Focus DIY was launched in the early 1980’s, growing to become the second largest DIY company in the UK, with over 400 stores and 1.6B in revenue at their height. They acquired and divested several different companies over their lifetime, including Wickes, which made them 350M pounds of profit as a result. However, since 2007 they had been unable to make any profit. They suffered from large debts as a result, and also from poor ranging, store locations and pricing. They were bought for £1 by an investment company in 2007, and went into administration finally in July 2011, divesting their assets to the highest bidders.
Compare the Focus DIY story to that of B&Q, who has agreed to buy many of the Focus DIY stores. They have had a similar path of growth, through both acquisition and expansion. They have expanded into Europe and Asia, and have constantly worked to redefine the format, ranges and pricing. These activities have meant that they have succeeded where Focus has not. What makes the two companies different? B&Q embraces transformational change, creating the B&Q Depot first, and then later the B&Q Warehouse; constantly working to redefine product mix, costs, structure and operating model. This constant evolution has seen B&Q’s parent, KingFisher grow its profits in 2011 by 24%, while Focus has entered administration.
In most areas, if there is a company that has failed, there is at least one competitor that has done well.

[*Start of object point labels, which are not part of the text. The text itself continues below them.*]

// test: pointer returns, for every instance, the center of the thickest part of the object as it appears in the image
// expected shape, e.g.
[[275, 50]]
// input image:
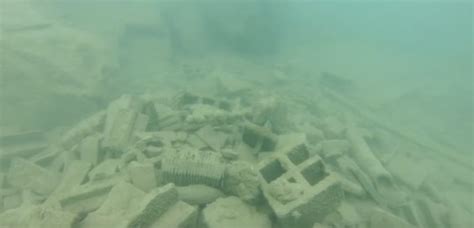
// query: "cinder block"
[[26, 175], [142, 175], [181, 215], [232, 212], [193, 167], [298, 187], [72, 178], [153, 206], [88, 197]]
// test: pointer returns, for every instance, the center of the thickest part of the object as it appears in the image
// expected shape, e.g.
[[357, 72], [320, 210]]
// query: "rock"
[[241, 180], [231, 212]]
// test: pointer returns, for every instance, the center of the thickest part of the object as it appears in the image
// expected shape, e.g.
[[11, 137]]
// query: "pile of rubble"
[[234, 161]]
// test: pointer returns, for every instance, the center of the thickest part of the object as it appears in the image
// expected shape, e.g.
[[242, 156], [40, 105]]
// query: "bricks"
[[87, 198], [142, 175], [26, 175], [154, 205], [298, 187], [193, 167]]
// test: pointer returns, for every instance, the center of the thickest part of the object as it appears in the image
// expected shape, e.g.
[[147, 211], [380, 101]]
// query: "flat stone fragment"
[[181, 215], [154, 205], [142, 175], [26, 175]]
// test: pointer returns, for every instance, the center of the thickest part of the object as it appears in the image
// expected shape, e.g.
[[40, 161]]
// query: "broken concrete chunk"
[[89, 149], [380, 218], [231, 212], [74, 175], [315, 191], [154, 205], [214, 139], [88, 197], [193, 167], [26, 175], [104, 170], [198, 194], [121, 201], [334, 148], [410, 170], [142, 175], [181, 215]]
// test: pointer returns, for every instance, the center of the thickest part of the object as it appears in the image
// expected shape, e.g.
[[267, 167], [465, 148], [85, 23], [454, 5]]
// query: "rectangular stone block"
[[298, 187], [153, 206], [142, 175], [26, 175]]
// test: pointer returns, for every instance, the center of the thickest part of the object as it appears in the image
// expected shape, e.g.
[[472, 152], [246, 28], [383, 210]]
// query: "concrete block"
[[107, 169], [88, 197], [153, 206], [298, 187], [231, 212], [259, 138], [193, 167], [89, 149], [121, 201], [142, 175], [380, 218], [26, 175], [180, 215]]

As another example, Empire Direct can be compared to Dixons. Dixons spent the last couple of decades expanding, constantly restructuring and integrating new businesses, building upon their brand, and conducting transformation improvement programmes that allowed them to reduce costs, improve margins and continue to grow. Sales have slowed in retail significantly in 2011, including at several Dixons brands, but they remain better off than their peers. John Browett, the current head of Dixons, attributes this result to their on-going ”renewal and transformation” plan, which he stated would mean that its businesses “are well placed to emerge from the current weak consumer environments ahead of our competitors”. (Telegraph 12/05/11)
Transformation is really a process of radical change that moves an organisation to a much higher level ofeffectiveness. In general, it means that you’re constantly on the lookout for new ways of improving, no matter how radical they may seem. This renewal process helps the organisation remain at the cutting edge of performance, and in front of the marketplace. In times where the whole market is impacted, it provides a buffer that can save profits, while positioning a company to quickly adapt when the market turns.
Had Habitat, Empire Direct or Focus DIY reviewed and addressed their business fundamentals regularly, they could have foreseen the risks and avoided them before it was too late. This is true of many companies that fail.
Hindsight is always 20/20, but foresight can be equally as advantageous. The companies that spend time reviewing the market and gaining understanding of the fundamental shifts can use that information to remain at the top of the curve. They can make sure they are constantly transforming themselves, their operating models, and their structure, to drive additional shareholder value and cost savings, avoiding problems that so many are now facing.